DOS DEUSES E DOS SAMURAIS
Sérgio Godinho - Ligação Directa
Há falsas aparências que podem iludir muito injustamente. À primeira vista, Ligação Directa será o primeiro álbum de canções originais de Sérgio Godinho desde Lupa, de há seis anos. O que, factualmente, é verdade. Mas se, realmente, se sobrevive mal à míngua de novas canções do autor de Pano Cru, convém não esquecer que, entre teatro, cinema, o êxito de O Irmão Do Meio e diversas outras actividades extra-curriculares, ele não esteve parado durante todo este tempo. Uma parte desses estilhaços aterrou aqui e o resto deverá ser condignamente celebrado.
Mesmo antes de começar a escutar o disco, a primeira coisa em que reparei foi nos títulos das duas primeiras canções: "A Deusa do Amor" e "Às Vezes O Amor". Há alguma razão para esta dupla inicial "de amor"?
Não. Mas a lógica do alinhamento foi musical, não foi de conteúdo. Cada vez mais fazemos "shuffle", baralhamos e voltamos a dar. Não é que se oiça sempre um disco em sequência. Mas, interiormente, tem de fazer um sentido musical e o alinhamento tem, muitas vezes, pormenores técnicos que passam despercebidos. Temos de sentir certas dinâmicas e não me apetece que elas sejam sempre de "vai acima e vai abaixo", tem de haver sequências que façam sentido. Às vezes, a transição de uma canção para outra, se formos para outro tempo, se não prestarmos atenção à própria tonalidade em que as músicas estão escritas, pode haver qualquer coisa que não bate certo. Portanto, para mim, a maior lógica acaba por ser a musical. Claro que pode haver opiniões discordantes sobre isto. E pareceu-nos que essa sequência de duas canções ficava muito bem a abrir o disco. "A Deusa do Amor" com aquele coral inicial — é uma canção musicalmente muito forte que dá logo um tom ao álbum — e, depois, a outra entra com um tipo de clima que não é incompatível.
A nível de conteúdo, existe, aliás, uma coisa que só descobri depois de estabelecido o alinhamento: é como se a deusa do amor (que está tão perplexa porque, no fim de contas, não compreende nada do amor), ao vir à terra, se encontra com as duas personagens da canção seguinte e, por sempre ter visto o amor de longe, se sente um bocadinho ultrapassada e perplexa.
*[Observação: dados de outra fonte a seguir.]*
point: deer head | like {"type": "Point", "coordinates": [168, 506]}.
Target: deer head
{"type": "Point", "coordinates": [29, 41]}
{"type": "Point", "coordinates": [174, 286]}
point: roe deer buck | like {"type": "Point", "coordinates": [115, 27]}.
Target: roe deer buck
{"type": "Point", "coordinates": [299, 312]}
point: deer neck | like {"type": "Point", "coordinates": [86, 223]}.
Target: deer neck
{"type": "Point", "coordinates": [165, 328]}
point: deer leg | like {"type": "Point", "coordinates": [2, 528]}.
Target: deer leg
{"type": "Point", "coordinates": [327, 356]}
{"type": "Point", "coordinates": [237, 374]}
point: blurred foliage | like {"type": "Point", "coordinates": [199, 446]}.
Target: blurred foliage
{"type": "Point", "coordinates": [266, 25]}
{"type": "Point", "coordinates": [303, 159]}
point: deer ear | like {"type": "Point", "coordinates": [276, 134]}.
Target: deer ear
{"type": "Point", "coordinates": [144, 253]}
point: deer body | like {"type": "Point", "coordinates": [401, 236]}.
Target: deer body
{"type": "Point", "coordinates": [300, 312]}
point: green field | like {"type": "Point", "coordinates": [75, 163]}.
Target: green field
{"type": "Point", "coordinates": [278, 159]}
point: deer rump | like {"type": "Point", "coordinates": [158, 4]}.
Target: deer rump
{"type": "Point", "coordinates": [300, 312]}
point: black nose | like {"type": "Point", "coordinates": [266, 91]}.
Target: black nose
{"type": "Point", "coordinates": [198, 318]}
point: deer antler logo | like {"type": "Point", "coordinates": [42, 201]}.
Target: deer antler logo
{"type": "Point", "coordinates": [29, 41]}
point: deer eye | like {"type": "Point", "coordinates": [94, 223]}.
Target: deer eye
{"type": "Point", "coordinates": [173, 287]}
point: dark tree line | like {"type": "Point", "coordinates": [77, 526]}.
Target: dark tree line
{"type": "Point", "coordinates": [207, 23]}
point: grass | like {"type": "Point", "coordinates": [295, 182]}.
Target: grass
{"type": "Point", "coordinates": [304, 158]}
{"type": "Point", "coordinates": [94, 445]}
Para o bem e para o mal, os homens começaram a tomar conta das suas vidas e é por isso que a canção diz "em tempos idos, os Cupidos se visavam, acertavam" e, no refrão, fica a interrogação "talvez isto é que é isso a que chamam, lá longe, o amor".
Pode então depreender-se que esta é apenas uma colecção de canções com uma lógica de alinhamento predominantemente musical sem um qualquer fio condutor?
Não acho que haja nenhum fio condutor.
É porque eu li isto de outra forma... após essas duas rajadas iniciais, daí para a frente, há como que uma série de quadros de personagens ou de situações e, no final, com o "Só Neste País", abre-se o ângulo para uma espécie de plano geral onde todos se incluem...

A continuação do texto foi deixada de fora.